Skipping all children of a module, class definition or function definition isn't helpful. The rest of the children could have SQL code. It's important to skip only the very first line of code when this is a string constant. The rest of the code needs to be visited.
I decided to accumulate an "ignore these" set of nodes. This set of nodes will be the first line of code that's also a string constant. The visit_Constant() can then politely decline these nodes.
Here's the visitor class looks:
class StringVisitor(ast.NodeVisitor):
def __init__(self) -> None:
self.docstrings = set() # Docstring nodes at the start of module, class, def
self.sql_blocks = []
def exclude_docstring(self, node: ast.AST) -> None:
if isinstance(node.body[0], ast.Expr) and isinstance(node.body[0].value, ast.Constant):
self.docstrings.add(node.body[0].value)
self.generic_visit(node)
visit_Module = exclude_docstring
visit_ClassDef = exclude_docstring
visit_FunctionDef = exclude_docstring
def visit_Constant(self, node: ast.AST) -> None:
match node.value:
case str() if sql_like(node.value):
if node not in self.docstrings:
self.sql_blocks.append(range(node.lineno+1, node.end_lineno))
case _: # Ignore all other types
pass
First, I've added a a set of nodes to exclude. (Nodes are immutable, and have a hash value, that's why a set works well for this.)
Second, there's a generic visit function, exclude_docstring(), that handles ast.Module, ast.ClassDef and ast.FunctionDef classes. I can define the needed visti_XXX() methods for these classes to all use the generic exclusion method.
Finally, I need to make sure any ast.Constant node wasn't already excluded because it was the first string in a definition.
With this, I can now parse the source, and apply the visitor. The sql_blocks attribute will have a list of range() objects that point to the SQL statements.
The Parsing and Visiting
Here's the final bit.
tree = ast.parse(src_text, "<test>") sv = StringVisitor() sv.visit(tree) print(sv.sql_blocks)
This will parse the code, then visit the ast.
When this is done, it has a list of range() objects. These ranges can be used to highlight the proper lines of code from the source file. Your application may be different, of course, you may want to simply write the literals to a TOML configuration file, for example.
"Why," you might ask, "do you have range() objects instead of the code?"
The Ultimate Goal
In my specific (and unique) use case, I need to be sure the minted code highlighter will properly format SQL code.

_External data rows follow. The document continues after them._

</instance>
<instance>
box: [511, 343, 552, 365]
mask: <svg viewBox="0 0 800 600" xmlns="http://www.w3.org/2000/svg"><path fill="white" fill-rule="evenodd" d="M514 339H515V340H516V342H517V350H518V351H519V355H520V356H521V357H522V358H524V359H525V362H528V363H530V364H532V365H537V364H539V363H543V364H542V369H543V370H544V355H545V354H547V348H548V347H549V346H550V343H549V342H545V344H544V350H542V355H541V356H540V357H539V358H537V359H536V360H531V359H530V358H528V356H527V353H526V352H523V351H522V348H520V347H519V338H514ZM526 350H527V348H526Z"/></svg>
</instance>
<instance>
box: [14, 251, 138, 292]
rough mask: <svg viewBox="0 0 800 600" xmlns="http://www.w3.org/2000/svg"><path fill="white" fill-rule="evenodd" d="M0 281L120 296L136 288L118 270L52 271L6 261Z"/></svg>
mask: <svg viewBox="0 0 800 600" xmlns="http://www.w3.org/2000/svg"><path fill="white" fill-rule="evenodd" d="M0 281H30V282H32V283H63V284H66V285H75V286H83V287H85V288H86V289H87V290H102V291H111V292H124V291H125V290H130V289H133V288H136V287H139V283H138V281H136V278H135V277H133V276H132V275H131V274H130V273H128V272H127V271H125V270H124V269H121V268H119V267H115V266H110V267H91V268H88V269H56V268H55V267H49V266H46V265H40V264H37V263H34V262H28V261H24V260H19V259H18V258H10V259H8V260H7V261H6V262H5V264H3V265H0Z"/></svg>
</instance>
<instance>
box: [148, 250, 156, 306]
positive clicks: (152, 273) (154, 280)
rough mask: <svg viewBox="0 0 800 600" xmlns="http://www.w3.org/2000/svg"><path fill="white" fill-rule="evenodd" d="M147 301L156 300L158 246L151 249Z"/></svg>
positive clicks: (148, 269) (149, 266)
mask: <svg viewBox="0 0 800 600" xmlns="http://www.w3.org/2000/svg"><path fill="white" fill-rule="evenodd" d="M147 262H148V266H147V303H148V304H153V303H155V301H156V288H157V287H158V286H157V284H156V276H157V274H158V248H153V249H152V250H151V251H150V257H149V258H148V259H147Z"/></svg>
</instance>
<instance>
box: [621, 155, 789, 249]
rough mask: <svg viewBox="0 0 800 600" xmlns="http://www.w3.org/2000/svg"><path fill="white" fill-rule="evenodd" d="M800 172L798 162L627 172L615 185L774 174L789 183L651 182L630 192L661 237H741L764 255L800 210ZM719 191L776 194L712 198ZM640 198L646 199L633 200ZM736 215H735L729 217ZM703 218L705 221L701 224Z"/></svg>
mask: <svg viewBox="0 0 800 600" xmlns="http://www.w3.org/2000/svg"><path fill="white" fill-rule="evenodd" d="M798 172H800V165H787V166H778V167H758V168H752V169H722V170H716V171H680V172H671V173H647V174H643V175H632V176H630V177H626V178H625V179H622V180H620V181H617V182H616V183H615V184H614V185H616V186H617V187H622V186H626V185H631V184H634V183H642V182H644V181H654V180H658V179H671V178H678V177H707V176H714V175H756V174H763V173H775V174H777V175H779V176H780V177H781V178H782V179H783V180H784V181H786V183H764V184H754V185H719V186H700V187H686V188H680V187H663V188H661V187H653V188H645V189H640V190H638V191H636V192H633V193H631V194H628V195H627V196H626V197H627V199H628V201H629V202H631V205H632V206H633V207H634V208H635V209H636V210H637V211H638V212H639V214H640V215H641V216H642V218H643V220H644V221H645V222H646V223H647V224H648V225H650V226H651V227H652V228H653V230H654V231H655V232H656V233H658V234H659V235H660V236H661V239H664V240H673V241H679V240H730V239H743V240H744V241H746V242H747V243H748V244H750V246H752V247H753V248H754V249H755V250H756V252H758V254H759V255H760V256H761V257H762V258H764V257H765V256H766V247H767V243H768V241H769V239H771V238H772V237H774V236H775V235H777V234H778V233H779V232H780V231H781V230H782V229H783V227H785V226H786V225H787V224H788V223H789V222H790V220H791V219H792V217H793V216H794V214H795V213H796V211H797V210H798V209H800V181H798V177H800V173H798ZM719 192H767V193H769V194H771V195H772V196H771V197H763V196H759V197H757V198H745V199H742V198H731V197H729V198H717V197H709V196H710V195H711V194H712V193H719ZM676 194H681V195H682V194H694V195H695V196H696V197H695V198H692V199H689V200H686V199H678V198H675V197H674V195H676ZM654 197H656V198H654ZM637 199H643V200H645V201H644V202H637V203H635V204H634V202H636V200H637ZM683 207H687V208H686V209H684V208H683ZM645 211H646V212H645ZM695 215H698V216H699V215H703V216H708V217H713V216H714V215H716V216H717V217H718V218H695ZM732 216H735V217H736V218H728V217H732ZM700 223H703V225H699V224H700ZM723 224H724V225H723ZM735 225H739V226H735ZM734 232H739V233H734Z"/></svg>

The goal is a book, written using RST markup, with properly colorized SQL examples. That part is easy, what's hard is making sure all examples are unit-tested and really, really work. (I'm fussy like that.)
This means including the source text from a .py file into the book's content.
But. (Big Sigh.)
Minted can't cope with a mixture of Python and SQL, and can't properly color code a few isolated SQL lines plucked from a Python context. (This shouldn't have been too surprising; after I ranted and raved about it, I realized minted must colorize the whole file before a few lines can be selected from it. Context matters when highlighting syntax.)
In my application, I'm creating a parallel file with all non-SQL lines prefixed with the "--" SQL comment marker. This leaves the SQL behind to be seen by minted and properly colored. The Python lines are hidden from minted.
The book can then use an .. literalinclude:: directive that has properly highlighted SQL. The Python file is unit tested, which gives me confidence in the SQL file.